A systematic review and meta-analysis estimated a worldwide birth prevalence of congenital heart disease of roughly 8 per 1000 live births, with reported rates rising over time partly reflecting improved detection (van der Linde et al., 2011). Global Burden of Disease analyses document the substantial disability and mortality attributable to congenital anomalies, of which cardiac defects are a major component (James et al., 2018).

Evidence & guidelines

The birth-prevalence estimate summarised here is drawn from a systematic review and meta-analysis (van der Linde et al., 2011); the framing of inherited and noninherited risk factors follows an American Heart Association scientific statement (Jenkins et al., 2007); and population burden is tracked through Global Burden of Disease syntheses (James et al., 2018).
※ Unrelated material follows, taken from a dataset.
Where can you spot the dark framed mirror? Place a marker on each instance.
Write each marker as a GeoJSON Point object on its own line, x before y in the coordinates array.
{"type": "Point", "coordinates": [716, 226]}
Lesion-specific diagnostic and surgical management is governed by current cardiology and surgical guidance, which this reference entry does not reproduce.

History

Congenital heart disease was largely fatal in early life until the mid-twentieth century, when the advent of cardiac surgery - including the Blalock-Taussig shunt for cyanotic defects in the 1940s and later open-heart repair - transformed prognosis. Combined with prenatal and neonatal diagnosis, these advances converted many lethal malformations into survivable chronic conditions, creating the now-large population of adults living with congenital heart disease.

Seminal works

van-der-linde-2011
jenkins-2007

Frequently asked questions

How common is congenital heart disease?: A worldwide systematic review and meta-analysis estimated a birth prevalence of about 8 per 1000 live births, making it the most common group of major structural birth defects.
Why is congenital heart disease now considered a chronic condition?: Advances in diagnosis and cardiac surgery mean most affected children now survive into adulthood, so many require lifelong follow-up - creating a growing population of adults living with congenital heart disease.